The log file service (LFS) is the part of NTFS that provides services for maintaining a log of disk writes. The log file LFS writes is used to recover an NTFS-formatted volume in the case of a system failure. (See the section "Log File Service (LFS)" for more information on LFS.)
The cache manager is the component of the Windows 2000 executive that provides systemwide caching services for NTFS and other file system drivers, including network file system drivers (servers and redirectors). All file systems implemented for Windows 2000 access cached files by mapping them into system address space and then accessing the virtual memory. The cache manager provides a specialized file system interface to the Windows 2000 memory manager for this purpose. When a program tries to access a part of a file that isn't loaded into the cache (a cache miss), the memory manager calls NTFS to access the disk driver and obtain the file contents from disk. The cache manager optimizes disk I/O by using its lazy writer threads to call the memory manager to flush cache contents to disk as a background activity (asynchronous disk writing). (For a complete description of the cache manager, see Chapter 11.)
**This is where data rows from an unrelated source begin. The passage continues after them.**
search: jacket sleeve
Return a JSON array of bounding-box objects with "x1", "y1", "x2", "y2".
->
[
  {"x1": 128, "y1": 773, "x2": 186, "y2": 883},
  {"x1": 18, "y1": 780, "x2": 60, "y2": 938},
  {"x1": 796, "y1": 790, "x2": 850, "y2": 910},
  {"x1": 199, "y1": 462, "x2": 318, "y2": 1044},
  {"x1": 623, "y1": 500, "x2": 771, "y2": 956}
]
Figure 12-12 NTFS and related components
NTFS participates in the Windows 2000 object model by implementing files as objects. This implementation allows files to be shared and protected by the object manager, the component of Windows 2000 that manages all executive-level objects. (The object manager is described in the section "Object Manager" in Chapter 3.)
An application creates and accesses files just as it does other Windows 2000 objects: by means of object handles. By the time an I/O request reaches NTFS, the Windows 2000 object manager and security system have already verified that the calling process has the authority to access the file object in the way it is attempting to. The security system has compared the caller's access token to the entries in the access-control list for the file object. (See Chapter 8 for more information about access-control lists.) The I/O manager has also transformed the file handle into a pointer to a file object. NTFS uses the information in the file object to access the file on disk.
Figure 12-13 shows the data structures that link a file handle to the file system's on-disk structure.
Figure 12-13 NTFS data structures
NTFS follows several pointers to get from the file object to the location of the file on disk. As Figure 12-13 shows, a file object, which represents a single call to the open-file system service, points to a stream control block (SCB) for the file attribute that the caller is trying to read or write. In Figure 12-13, a process has opened both the unnamed data attribute and a named stream (alternate data attribute) for the file. The SCBs represent individual file attributes and contain information about how to find specific attributes within a file. All the SCBs for a file point to a common data structure called a file control block (FCB). The FCB contains a pointer (actually, a file reference, explained in the section "File Reference Numbers" later in this chapter) to the file's record in the disk-based master file table (MFT), which is described in detail in the following section.